Democracy has been trampled upon by the hierarchs of the EU. In Greece the Syriza Government, elected on a platform of mitigating austerity, have been coerced by the eurogroup of Finance Ministers, the ECB and the IMF into abandoning their commitments to Greek electors and serious suffering has been inflicted on them. In Italy, the replacement of Berlusconi by a technocrat selected in Brussels, Mario Monti, led to the rise of the Five Star Movement and the defeat of Renzi in the constitutional referendum. The fiscal compact of Merkel and Sarkozy wrecked Hollande’s presidency of France and paved the way for the surge of the Front National. Reaction to an EU perceived as alien, undemocratic and overweening led to the rise of UKIP in Britain.

Outside the EU, we in Britain will be free to make our own policies on immigration, workers’ rights, the countryside—free to legislate on all matters as we judge fit. We will have the opportunity to re-engage our people in a revitalised parliamentary democracy.

The referendum was both a great exercise in democracy and a low point in politics.

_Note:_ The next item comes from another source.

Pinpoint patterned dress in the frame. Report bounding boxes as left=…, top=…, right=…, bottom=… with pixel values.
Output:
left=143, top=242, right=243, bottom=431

Both campaigns were conducted without scruple—weaponised disinformation on the one side, alternative facts on the other. No wonder people think politicians are all liars. We need to rehabilitate politics. May we hope that leavers will resolve to appeal to the better, rather than the baser, part of human nature, while remainers will forswear condescension and the identity politics of metropolitan liberalism?

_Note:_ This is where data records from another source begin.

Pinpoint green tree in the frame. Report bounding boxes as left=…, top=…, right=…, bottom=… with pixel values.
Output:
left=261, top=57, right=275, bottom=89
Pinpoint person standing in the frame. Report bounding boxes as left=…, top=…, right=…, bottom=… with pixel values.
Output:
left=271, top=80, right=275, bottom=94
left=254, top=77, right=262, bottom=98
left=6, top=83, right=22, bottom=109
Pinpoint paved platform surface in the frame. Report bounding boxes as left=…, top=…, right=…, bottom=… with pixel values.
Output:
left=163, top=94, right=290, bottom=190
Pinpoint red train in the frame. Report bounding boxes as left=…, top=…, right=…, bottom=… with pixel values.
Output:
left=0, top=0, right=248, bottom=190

The EU is failing economically as well as democratically. The contractionary bias of the Maastricht criteria, perpetuated with the euro, has condemned the EU to weak growth, low investment and high unemployment. A combination of the global financial crisis, the crisis of the euro and neoliberal orthodoxy has devastated poorer areas and vulnerable social groups in the EU, with mass unemployment among young people in the Mediterranean countries. The protectionist policies of the EU keep prices higher and living standards lower in Europe than they need to be while discouraging innovation and economic dynamism. The single market is a sluggish, declining region of the global economy. It is no safe haven for us and we can flourish outside. Tim Cook, the CEO of Apple, said the other day:

“I’m not saying that there aren’t going to be some potholes in the short-term. There are. But if you look beyond those the UK is going to be just fine. Not just OK, but great”.

Since the referendum Apple has taken out a lease on a major new HQ in London.

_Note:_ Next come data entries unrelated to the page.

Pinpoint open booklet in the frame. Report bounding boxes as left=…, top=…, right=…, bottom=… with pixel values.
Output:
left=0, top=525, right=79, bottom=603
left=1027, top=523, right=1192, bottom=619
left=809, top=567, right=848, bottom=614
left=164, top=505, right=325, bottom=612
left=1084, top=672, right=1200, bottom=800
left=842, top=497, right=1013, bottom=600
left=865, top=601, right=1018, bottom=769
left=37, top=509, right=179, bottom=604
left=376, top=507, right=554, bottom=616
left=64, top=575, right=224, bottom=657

If the negotiators for the EU truly care about the fortunes of those they should be championing, European workers whose livelihoods depend significantly on trade with the UK, more than they care about a grandiose political project which they fear electors in other European countries may also reject, they will want rapidly to conclude mutually favourable terms of trade with us. Beyond that, we must tackle our productivity inadequacies and seek new export markets, and we must take care to support those who will be most vulnerable during the transition. Blame not Brexit but George Osborne that fiscal austerity is forecast by the IFS to continue for another 10 years.

It amazes me that so many of my noble friends remain enchanted by the EU, apparently blind to its oligarchic character and to the humiliation and impoverishment of many millions of its citizens. The EU has not been the promised land to which Monsieur Delors was to lead us. On the contrary, a long series of directives and treaty amendments has entrenched a neoliberal and financial model of capitalism where once it was hoped that a social market and social democratic model would prevail. The dogma of employability and flexibility has transferred wealth from wage earners to owners of assets. It has been an illusion for the left in Britain to think that it can outflank a Conservative Government by contracting out responsibility for progressive social policy to Brussels. Increasingly, the European left is concluding that the only prospect of taming modern capitalism and averting the social ravages that it causes is at the level of the nation state.

Decent and determined political leadership in post-Brexit Britain will curb the excesses of finance, govern for all the people of the UK, decisively reject racism and insularity, and play a responsible part in the world. The choice will be open to us.